Characterization and partial purification of fructose-1,6-bisphosphate aldolase from Deinococcus radiodurans

• Main Authors: Meng-Chi Lee, 李孟芝
• Other Authors: Jong-Kang Liu
• Format: Others
• Language: zh-TW
• Published: 1999
• Online Access: http://ndltd.ncl.edu.tw/handle/40579298529824090256

碩士 === 國立中山大學 === 生物學系 === 87 === The Gram positive Deinococcus radiodurans is characterized by its strongly resistant to ionized radiation and ultraviolet. There is little documentation on the studies of its physiology and sugar metabolism and some studies even conducted to inconsistent results. We had desmonstrated that glucose and fructose could be used as the substrate for the growth of this bacterium but with a low efficiency. We also found that D. radiodurans contained two classes of aldolase, in which the class II aldolase is an Mn-dependent enzyme. When the growth culture was supplemented with Mn(II), the class II aldolase performed a higher activity in the stationery phase cells. This enzyme exhibited the highest activity at neutral pH and was more stable in lower temperature. The enzyme activity was propotional to the concentration of Mn(II). However, too much Mn(II) could also inhibit the activity of this enzyme.

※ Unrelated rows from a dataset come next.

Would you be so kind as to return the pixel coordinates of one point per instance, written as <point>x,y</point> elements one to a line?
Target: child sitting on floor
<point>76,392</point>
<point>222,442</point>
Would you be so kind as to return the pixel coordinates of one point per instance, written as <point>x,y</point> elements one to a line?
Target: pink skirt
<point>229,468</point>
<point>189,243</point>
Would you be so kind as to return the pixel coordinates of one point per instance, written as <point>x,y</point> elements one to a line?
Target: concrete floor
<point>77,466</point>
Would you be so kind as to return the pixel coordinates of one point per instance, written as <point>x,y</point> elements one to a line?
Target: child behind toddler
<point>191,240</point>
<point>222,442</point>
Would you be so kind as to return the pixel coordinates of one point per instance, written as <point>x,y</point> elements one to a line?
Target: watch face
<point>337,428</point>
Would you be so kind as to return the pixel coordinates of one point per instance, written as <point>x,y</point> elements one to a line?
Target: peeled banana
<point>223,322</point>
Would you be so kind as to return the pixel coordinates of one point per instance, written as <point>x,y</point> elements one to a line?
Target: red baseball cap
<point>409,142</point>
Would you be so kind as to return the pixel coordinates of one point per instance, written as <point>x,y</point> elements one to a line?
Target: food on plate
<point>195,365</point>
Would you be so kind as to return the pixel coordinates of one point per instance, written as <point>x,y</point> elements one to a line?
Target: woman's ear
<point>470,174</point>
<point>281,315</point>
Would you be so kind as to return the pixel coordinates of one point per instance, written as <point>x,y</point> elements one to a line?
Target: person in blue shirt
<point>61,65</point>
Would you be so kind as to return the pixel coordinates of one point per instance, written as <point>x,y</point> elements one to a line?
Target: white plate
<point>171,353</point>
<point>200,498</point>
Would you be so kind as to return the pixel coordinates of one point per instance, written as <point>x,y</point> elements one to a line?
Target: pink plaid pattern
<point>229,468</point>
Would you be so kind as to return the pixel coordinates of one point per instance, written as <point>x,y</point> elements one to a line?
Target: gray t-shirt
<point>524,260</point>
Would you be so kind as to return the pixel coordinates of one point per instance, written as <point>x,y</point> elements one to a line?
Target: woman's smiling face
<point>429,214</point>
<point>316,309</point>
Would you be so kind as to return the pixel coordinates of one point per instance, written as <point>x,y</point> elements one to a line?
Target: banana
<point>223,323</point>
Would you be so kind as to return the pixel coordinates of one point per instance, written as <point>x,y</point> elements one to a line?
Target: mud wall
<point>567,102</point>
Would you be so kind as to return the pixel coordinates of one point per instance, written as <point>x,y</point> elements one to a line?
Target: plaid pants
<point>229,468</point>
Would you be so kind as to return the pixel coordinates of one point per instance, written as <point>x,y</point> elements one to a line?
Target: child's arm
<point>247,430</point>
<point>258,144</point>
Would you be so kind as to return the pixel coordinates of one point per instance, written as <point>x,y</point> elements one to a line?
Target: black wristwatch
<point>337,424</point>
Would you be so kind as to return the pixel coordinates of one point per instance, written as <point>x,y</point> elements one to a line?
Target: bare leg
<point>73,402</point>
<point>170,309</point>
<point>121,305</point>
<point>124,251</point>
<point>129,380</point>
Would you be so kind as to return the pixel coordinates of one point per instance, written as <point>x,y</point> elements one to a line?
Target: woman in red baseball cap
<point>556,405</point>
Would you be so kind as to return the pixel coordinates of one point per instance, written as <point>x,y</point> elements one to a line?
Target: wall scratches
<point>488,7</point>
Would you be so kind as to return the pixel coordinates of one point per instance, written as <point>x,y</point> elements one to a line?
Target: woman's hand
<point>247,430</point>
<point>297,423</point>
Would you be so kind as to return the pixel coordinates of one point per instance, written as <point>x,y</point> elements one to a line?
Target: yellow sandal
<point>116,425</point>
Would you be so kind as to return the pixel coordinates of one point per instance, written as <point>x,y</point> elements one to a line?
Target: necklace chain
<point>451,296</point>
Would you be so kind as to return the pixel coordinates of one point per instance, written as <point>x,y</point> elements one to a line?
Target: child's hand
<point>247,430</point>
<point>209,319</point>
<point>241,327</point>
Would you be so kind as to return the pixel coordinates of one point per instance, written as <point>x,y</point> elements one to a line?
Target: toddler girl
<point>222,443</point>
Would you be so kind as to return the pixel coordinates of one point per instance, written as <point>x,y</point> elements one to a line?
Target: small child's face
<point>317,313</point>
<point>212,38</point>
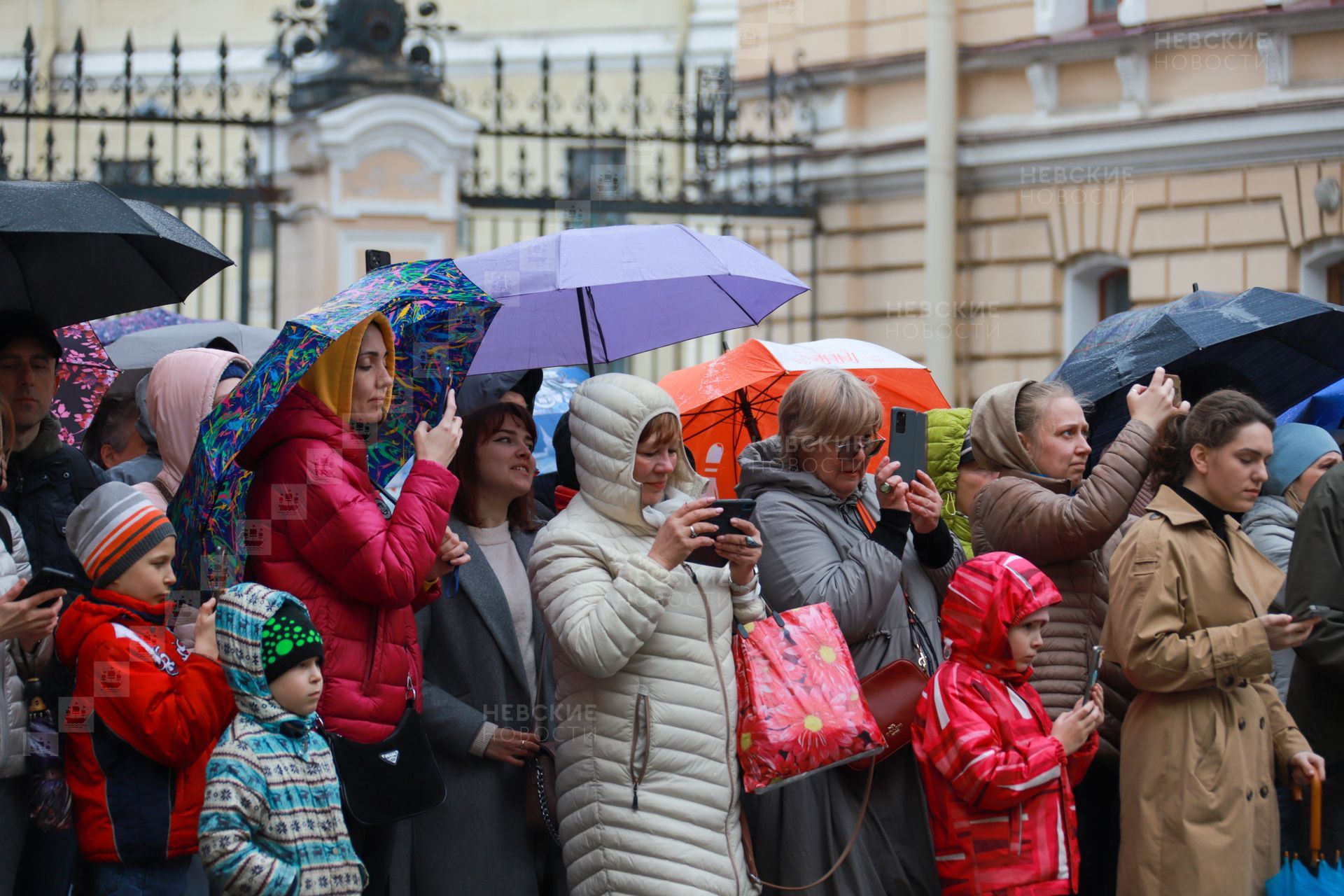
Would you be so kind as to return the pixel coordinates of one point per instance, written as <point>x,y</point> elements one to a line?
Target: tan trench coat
<point>1196,777</point>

For the purification of class II aldolase, we had ever assessed the efficacy of the following chromatographic columns：DEAE Sepharose CL-6B, DEAE cellulose, Q-Sepharose Fast-Flow（QAE）, Superdex 200, Superose 12, Sephadex G-100, and Phenyl-Sepharose. We found out that the QAE chromatrography column and Amicon ultrafiltration derived the best purification result and the enzyme activity was triple than those of the originally S2 crude extract. The effectiveness of protein purification was also monitored and confirmed by the SDS-PAGE electrphoresis.